Свой путь он представляет полным труда и горя. Но на этом пути главным чувством все-таки оказывается не беспросветность, а надежда:
Но не хочу, о други, умирать;
Я жить хочу, чтоб мыслить и страдать.
И связывается эта надежда с теми ценностями, «наслаждениями», в утрате которых лирический герой признавался в 1820 году.
Порой опять гармонией упьюсь,
Над вымыслом слезами обольюсь,
И может быть – на мой закат печальный
Блеснет любовь улыбкою прощальной.
Искусство, любовь, надежда на лучшее будущее – утверждению этих ценностей посвящена элегия.
На место горькой памяти в элегии 1820 года здесь приходит трезвая надежда.
Сходным образом соотносятся еще две знаменитые элегии. Их тема: размышления о неизбежной смерти и о ценностях, которые человек может сохранить перед ее лицом.
Элегия «Брожу ли я вдоль улиц шумных…» (1829) относится к концу романтической эпохи. Она, подобно «Элегии» 1830 года, строится как прямое размышление лирического героя, включающее некоторые опорные элементы внешнего мира.

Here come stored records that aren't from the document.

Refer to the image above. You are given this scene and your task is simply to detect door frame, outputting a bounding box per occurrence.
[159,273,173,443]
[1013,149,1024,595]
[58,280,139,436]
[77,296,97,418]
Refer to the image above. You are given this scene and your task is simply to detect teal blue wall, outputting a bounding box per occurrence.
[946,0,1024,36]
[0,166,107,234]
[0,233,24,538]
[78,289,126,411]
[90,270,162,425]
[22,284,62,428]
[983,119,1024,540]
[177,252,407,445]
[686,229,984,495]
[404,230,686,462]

Брожу ли я вдоль улиц шумных,
Вхожу ль во многолюдный храм,
Сижу ль меж юношей безумных,
Я предаюсь моим мечтам.
И город, и храм, и безумные юноши оказываются условными поэтическими деталями, поэтизмами, необходимыми для развития мысли.
«„Брожу ли я вдоль улиц шумных…“, – мы видим одинокого поэта в толпе прохожих. Однако в каком городе происходит действие – в русском или в иностранном? Какие в нем улицы – широкие или узкие? В какое время дня – утром или вечером? В дождь или в хорошую погоду?» – задавал по поводу этой пушкинской элегии безответные вопросы литературовед В. М. Жирмунский.
И сам же отвечал на них: «Поэт выделяет только один признак – „улицы шумные“. Большая конкретность или наглядность ему не нужна, даже противоречила бы существу его мысли: он хочет сказать – „в каких бы улицах я ни бродил“, т. е. вечером и утром, в дождь и в хорошую погоду. Те же замечания относятся и к образам из последующих стихов: „многолюдному храму“ (какой храм?), „безумным юношам“ (какие юноши?).
В таком контексте и „дуб уединенный“, „патриарх лесов“ оказываются не конкретным образом, а лишь примером, иллюстрацией общей мысли: „долгожительство природы в сравнении с человеческой жизнью“.
Поэтика условных формул, связанная с романтической эпохой, особенно очевидна в использовании еще одного тропа, перифразы. „Мы все сойдем под вечны своды“ означает „мы все умрем“, и было бы неправильным представлять себе „образ“: длинное шествие, спускающееся под „вечные“ каменные своды», – замечал В. М. Жирмунский.
Однако было бы неправильным представлять себе «образ» лишь в данном случае. В стихотворении «…Вновь я посетил…» (1835) поэтический язык принципиально меняется. На смену поэтической условности и метафорической обобщенности приходит сугубая конкретность образа и поэтического размышления.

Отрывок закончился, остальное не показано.